Keto diet allows the following: chicken, lean red meats (from grass-fed animal sources), seafoods (not farm raised, where antibiotics or other chemicals are used) like salmon, sardines, mackerel, shrimps, oysters, crabs, mussels, clam, squid, lobster, virgin olive oil, avocado, oat meal, high fiber grains, nuts (almonds, walnuts, pumpkin seeds, flaxseeds, chia), organic green leafy vegetables, tomatoes, onions, pepper, garlic, spinach, Brussel sprouts, cauliflower, zucchini, cottage cheese, cheese, butter, and other antioxidants (anti-inflammatory) foods that protect the body from the cell-damaging free radicals.

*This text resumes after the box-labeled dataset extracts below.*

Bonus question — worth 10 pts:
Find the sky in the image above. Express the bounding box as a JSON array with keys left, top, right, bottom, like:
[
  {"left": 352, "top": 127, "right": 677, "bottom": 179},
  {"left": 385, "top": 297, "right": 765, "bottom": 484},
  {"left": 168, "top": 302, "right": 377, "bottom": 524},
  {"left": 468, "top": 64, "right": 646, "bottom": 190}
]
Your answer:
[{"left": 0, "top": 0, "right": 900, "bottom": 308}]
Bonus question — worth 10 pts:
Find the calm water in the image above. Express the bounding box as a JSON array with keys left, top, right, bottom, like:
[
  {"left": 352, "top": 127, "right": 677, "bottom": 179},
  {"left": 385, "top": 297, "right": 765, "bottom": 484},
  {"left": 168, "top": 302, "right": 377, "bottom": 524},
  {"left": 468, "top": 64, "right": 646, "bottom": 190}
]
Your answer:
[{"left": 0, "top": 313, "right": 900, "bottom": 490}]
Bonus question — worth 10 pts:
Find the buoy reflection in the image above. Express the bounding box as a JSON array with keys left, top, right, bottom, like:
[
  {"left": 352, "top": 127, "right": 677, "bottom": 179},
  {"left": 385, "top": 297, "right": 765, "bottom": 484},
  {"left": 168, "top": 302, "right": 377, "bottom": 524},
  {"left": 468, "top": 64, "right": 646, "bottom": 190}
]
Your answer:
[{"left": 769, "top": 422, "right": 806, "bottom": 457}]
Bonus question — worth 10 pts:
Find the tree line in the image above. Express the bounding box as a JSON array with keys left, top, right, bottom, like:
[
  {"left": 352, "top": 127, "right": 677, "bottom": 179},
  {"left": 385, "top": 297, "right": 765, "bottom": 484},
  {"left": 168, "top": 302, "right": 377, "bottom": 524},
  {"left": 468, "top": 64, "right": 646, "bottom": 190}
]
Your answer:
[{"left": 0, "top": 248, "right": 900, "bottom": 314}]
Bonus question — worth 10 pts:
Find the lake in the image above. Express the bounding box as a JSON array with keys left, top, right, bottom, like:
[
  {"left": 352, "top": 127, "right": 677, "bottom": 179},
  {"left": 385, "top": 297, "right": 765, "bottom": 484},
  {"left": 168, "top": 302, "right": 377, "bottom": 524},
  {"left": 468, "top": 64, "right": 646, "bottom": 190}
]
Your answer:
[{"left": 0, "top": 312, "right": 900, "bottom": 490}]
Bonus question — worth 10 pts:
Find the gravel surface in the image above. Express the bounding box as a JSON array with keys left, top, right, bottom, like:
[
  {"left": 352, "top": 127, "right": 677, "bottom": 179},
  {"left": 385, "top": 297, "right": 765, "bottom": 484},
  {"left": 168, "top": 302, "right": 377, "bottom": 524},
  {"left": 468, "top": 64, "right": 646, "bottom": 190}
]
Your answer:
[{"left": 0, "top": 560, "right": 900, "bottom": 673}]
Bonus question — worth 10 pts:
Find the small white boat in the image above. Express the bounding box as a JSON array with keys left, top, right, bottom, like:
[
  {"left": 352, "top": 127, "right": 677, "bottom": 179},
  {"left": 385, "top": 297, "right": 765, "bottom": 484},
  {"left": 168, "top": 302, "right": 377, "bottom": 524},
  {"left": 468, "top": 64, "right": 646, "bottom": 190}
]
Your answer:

Which are the foods to avoid?
In Keto diet, any high carbohydrate (high glycemic index) foods are to be avoided. Among them are rice, soft drinks of any variety, ice cream, smoothies, candy, sweets in general, wheat-based starches, bread, pasta, cereal, fruits (except moderate portions of berries), processed foods in general, roots and tubers (potatoes, parsnips, sweet potatoes, carrots), legumes (beans, chick peas, lentils), diet products, mayonnaise, sugar-free foods, basically eliminating carbohydrates and food additives.
Is ketosis the same as ketoacidosis?
No, ketosis results from fasting from carbohydrates, a controlled insulin regulated process that releases fatty acids, while ketoacidosis (seen among diabetics) is a dangerous state due to lack of insulin, causing the blood sugar to catapult to a life-threatening level. One good feature of keto diet is in reducing cellular resistance to insulin (increasing sensitivity to insulin by 75 percent), thus allowing insulin to enter the cells more easily to aid (more efficiently) in glucose metabolism. Reducing cellular resistance to insulin is the principal beneficial action, for instance, of Metformin and other medications for the treatment of T2 diabetes. When cells are resistant, the person’s own endogenous insulin is not able to penetrate the cells to do its job, hence the blood sugar shoots up. Keto diet is reported to be beneficial in the management of pre-diabetics and actual T2 diabetics.
Caution: Before making any changes in your diet or medications and other therapy you might be on, I strongly recommend for you to consult with your attending physician first. Each person reacts differently. Safety is utmost.